Last year, a Bucks County man named Lee Kaplan was arrested for child abuse and sexual assault after a neighbor reported him for having a suspicious number of young girls living in his house, all wearing blue dresses. Lee was convicted on 17 counts of child sexual abuse and rape in early June, and will be sentenced in August. Now Daniel and Savilla Stoltzfus, a couple who gave six of their daughters to Kaplan in exchange for financial help, are going to prison too.
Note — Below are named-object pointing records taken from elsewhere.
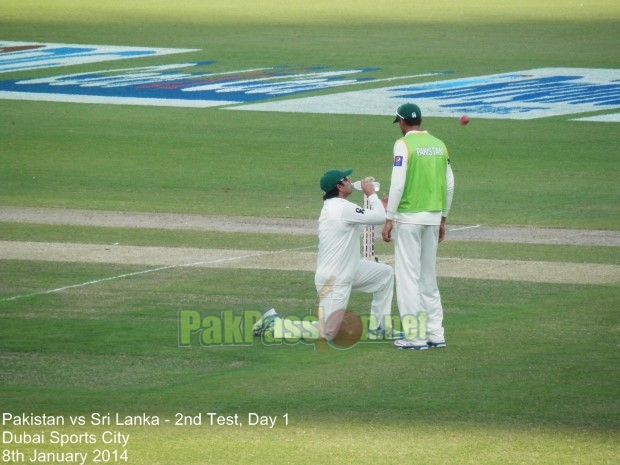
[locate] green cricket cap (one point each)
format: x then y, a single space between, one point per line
408 111
331 178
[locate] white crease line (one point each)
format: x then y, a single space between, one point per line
153 270
464 227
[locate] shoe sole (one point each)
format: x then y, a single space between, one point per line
437 345
412 347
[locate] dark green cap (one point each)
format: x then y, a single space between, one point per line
331 178
408 111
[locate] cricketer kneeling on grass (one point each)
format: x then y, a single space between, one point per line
341 224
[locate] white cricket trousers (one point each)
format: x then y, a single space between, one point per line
370 277
415 256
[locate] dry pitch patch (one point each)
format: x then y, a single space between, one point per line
297 259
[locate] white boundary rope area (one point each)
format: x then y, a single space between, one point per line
153 270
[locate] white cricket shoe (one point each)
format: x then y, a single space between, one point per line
412 344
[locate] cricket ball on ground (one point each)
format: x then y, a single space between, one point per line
344 328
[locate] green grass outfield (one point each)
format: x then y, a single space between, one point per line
530 375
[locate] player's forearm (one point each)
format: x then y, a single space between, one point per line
449 191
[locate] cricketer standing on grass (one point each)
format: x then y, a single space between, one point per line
420 198
341 224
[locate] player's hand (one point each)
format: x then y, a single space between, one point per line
386 233
368 187
442 230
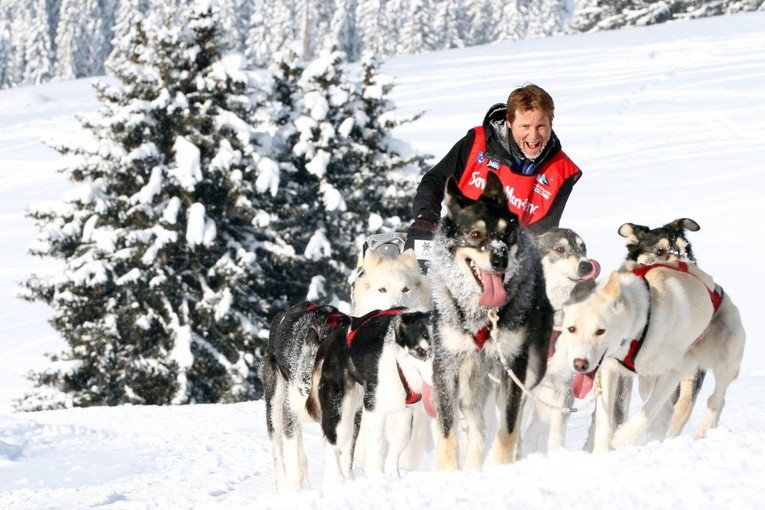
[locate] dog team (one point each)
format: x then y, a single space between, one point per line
503 319
488 312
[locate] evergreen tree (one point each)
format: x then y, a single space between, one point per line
343 29
6 46
344 155
81 45
38 68
159 300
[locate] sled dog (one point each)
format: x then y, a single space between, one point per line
565 263
652 320
379 365
389 279
288 367
492 316
385 282
670 243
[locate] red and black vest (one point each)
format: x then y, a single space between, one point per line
528 196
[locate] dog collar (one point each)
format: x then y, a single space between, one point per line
412 397
480 337
715 294
358 322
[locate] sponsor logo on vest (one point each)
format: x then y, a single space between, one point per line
523 205
476 180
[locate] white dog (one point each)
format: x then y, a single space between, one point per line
387 280
565 263
650 319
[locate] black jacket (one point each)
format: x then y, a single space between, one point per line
430 192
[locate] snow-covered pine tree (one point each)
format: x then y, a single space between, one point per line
39 68
159 299
349 178
81 44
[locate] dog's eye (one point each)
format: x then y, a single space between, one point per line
476 235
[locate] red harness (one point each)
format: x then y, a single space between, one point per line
715 295
358 322
412 397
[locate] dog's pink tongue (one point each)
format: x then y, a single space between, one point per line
582 384
427 400
493 289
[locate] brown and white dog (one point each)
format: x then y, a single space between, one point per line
656 321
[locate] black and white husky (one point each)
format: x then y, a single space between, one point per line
290 389
492 316
379 366
565 263
669 243
654 321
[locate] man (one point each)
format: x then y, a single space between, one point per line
517 142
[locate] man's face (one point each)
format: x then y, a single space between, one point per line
531 130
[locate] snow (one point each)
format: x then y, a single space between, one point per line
666 121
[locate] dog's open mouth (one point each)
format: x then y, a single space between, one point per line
492 285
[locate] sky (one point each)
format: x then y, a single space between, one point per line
665 121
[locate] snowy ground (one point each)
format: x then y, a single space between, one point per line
666 121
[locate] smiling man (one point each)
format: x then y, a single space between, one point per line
517 142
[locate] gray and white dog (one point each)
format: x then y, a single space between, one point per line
492 317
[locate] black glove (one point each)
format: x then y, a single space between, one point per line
418 238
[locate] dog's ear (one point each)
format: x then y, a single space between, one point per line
612 290
409 259
683 224
632 232
372 259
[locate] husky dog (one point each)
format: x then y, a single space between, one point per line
288 367
390 278
380 365
492 317
654 321
565 263
669 243
386 281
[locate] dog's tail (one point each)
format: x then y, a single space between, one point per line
312 406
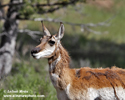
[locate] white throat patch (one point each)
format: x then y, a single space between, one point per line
53 64
44 53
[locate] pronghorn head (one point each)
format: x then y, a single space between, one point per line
48 43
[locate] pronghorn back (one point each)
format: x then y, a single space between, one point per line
78 84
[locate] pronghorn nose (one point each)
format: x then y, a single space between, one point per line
35 50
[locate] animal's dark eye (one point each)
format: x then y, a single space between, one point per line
40 39
51 42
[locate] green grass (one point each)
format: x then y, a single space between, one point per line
104 50
29 76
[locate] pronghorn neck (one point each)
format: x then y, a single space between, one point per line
60 60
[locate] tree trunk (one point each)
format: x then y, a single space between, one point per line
8 40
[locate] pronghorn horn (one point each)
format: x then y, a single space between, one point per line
60 33
45 30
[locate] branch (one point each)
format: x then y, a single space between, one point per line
32 34
64 3
83 26
11 4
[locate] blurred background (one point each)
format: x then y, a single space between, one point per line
94 37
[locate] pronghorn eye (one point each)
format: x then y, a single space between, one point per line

The Washington Post reports that Stoltzfuses met Kaplan in 2012, at an auction. The couple turned to him for financial help when it looked like they were going to lose their home. In return for his aid, they sent their 13-year-old daughter to live with Kaplan as a “gift.” He claimed she was his “wife” and had two children with her. The first baby was born when she was only 14. Eventually, nine of their girls lived with Kaplan, one as young as ten, and at least six of them said they’d been told they were his “wives” and that he was “a prophet of God.” Kaplan housed them in a basement full of air mattresses.
The Associated Press reports that Daniel Stoltzfus pled no contest to child-endangerment and was sentenced to 3 1/2 to seven years in prison, though Philly.com reports that the judge says he would have preferred to make it higher if it were allowed. Savilla Stoltzfus plead guilty and was sentenced to three to seven years. Savilla also eventually went to live with Kaplan, and knew of the sexual abuse but believed it could be “a good thing,” according to the girls’ testimony.
Philly.com shared Bucks County Judge Jeffrey L. Finley’s remarks at the sentencing:
“You may have engaged in some odd relationship with Mr. [Lee] Kaplan on some warped theory it may benefit your family,” Finley told Daniel Stoltzfus. “For whatever sick purpose, whether or not you fell under the power, in a trance-like state, of Kaplan, you knowingly allowed your family, your children, your daughters to move into this person’s home.”
And to Savilla Stoltzfus, whose sentencing immediately followed, he said she had allowed “your daughters to believe it was appropriate for them to become betrothed at ages 10, 11, 12, 14 to a 40-, 50-year-old man and to crawl into his bed.”
The family has ties to the Amish community, and the AP reports that their financial hardship was born when they “broke with their Amish faith.” They have 14 children in total, and there was a delegation of Amish family members led by an older male sibling to the girls in court during the sentencing. The parents may be reunited with their children if they successfully complete court-mandated therapy and mental health evaluations at the end of their sentences.